CS 8803 Sequence Prediction

Course materials for CS 8803 Sequence Prediction, Spring 2026 at Georgia Tech.

View project on GitHub

Homework 1

Due: Tuesday, February 17 at 10:00 PM

Problem 1: Exponential Weights Algorithm with a Prior

The Exponential Weights Algorithm typically initializes weights $w_{1}^{1}, \dots, w_{N}^{1}$ all to 1. Consider a modified algorithm $\mathcal{A}’$ where we initialize these weights according to a prior distribution $p$, i.e., $w_{i}^{1} = p_{i}$ where $p_{i} \ge 0$ for all $i$ and $\sum_{i} p_{i} = 1$. The algorithm then follows the standard multiplicative update rule:

\[w_{i}^{t+1} = w_{i}^{t} e^{-\eta \ell_{i,t}}\]

Prove that with this modified initialization, assuming losses $\ell_{i,t} \in [0, 1]$, the algorithm achieves the following bound for any expert $i$:

\[\text{Loss}_{T}(\mathcal{A}') \le \text{Loss}_{T}(\text{expert } i) + \frac{\ln(1/p_{i})}{\eta} + \frac{\eta T}{8}\]

(Correction: An earlier version of this problem had a bound with a $\frac{1}{1-e^{-\eta}}$ factor. Please use the formulation above which matches the lecture notes.)

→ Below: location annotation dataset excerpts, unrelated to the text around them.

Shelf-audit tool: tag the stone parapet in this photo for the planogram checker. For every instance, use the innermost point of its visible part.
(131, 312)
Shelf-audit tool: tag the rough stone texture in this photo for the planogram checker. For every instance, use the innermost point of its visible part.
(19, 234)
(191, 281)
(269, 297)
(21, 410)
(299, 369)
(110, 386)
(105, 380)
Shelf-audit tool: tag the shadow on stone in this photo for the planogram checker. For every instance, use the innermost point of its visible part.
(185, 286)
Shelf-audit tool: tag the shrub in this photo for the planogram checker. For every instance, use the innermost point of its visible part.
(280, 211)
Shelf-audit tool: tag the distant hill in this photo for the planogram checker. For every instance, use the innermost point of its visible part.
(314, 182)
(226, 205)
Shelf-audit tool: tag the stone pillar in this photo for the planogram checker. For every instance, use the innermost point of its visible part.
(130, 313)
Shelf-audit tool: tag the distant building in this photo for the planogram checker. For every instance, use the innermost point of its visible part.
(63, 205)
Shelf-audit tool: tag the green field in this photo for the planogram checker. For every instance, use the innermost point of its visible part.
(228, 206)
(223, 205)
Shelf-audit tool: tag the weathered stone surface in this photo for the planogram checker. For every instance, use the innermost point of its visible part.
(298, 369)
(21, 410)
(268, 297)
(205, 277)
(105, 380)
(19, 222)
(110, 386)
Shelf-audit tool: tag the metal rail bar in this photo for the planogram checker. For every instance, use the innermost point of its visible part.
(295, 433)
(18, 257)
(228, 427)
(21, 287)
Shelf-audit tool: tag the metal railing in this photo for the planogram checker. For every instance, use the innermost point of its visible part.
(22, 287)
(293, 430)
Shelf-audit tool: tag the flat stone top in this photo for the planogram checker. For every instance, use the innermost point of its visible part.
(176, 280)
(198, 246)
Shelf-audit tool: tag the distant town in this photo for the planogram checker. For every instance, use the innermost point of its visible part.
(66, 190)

Problem 2: Solving Feasibility Problems with Perceptron

We can define a special class of Linear Programming Feasibility (LPF) problems as follows. Given a set of $m$ vectors $a^{1}, \dots, a^{m} \in \mathbb{R}^{d}$, we want to find a feasible solution, which is a vector $y \in \mathbb{R}^{d}$ such that $\langle a^{i}, y \rangle > 0$ for all $i=1, \dots, m$.

For any vector $x$, we can define the margin:

\[\nu(x) := \min_{i} \frac{\langle a^{i}, x \rangle}{\lVert a^{i} \rVert_{2} \lVert x \rVert_{2}}\]

which is positive if $x$ is a feasible solution. Define the “wiggle room” of the feasibility problem as $\nu^{\star} := \sup_{x \in \mathbb{R}^{d}} \nu(x)$.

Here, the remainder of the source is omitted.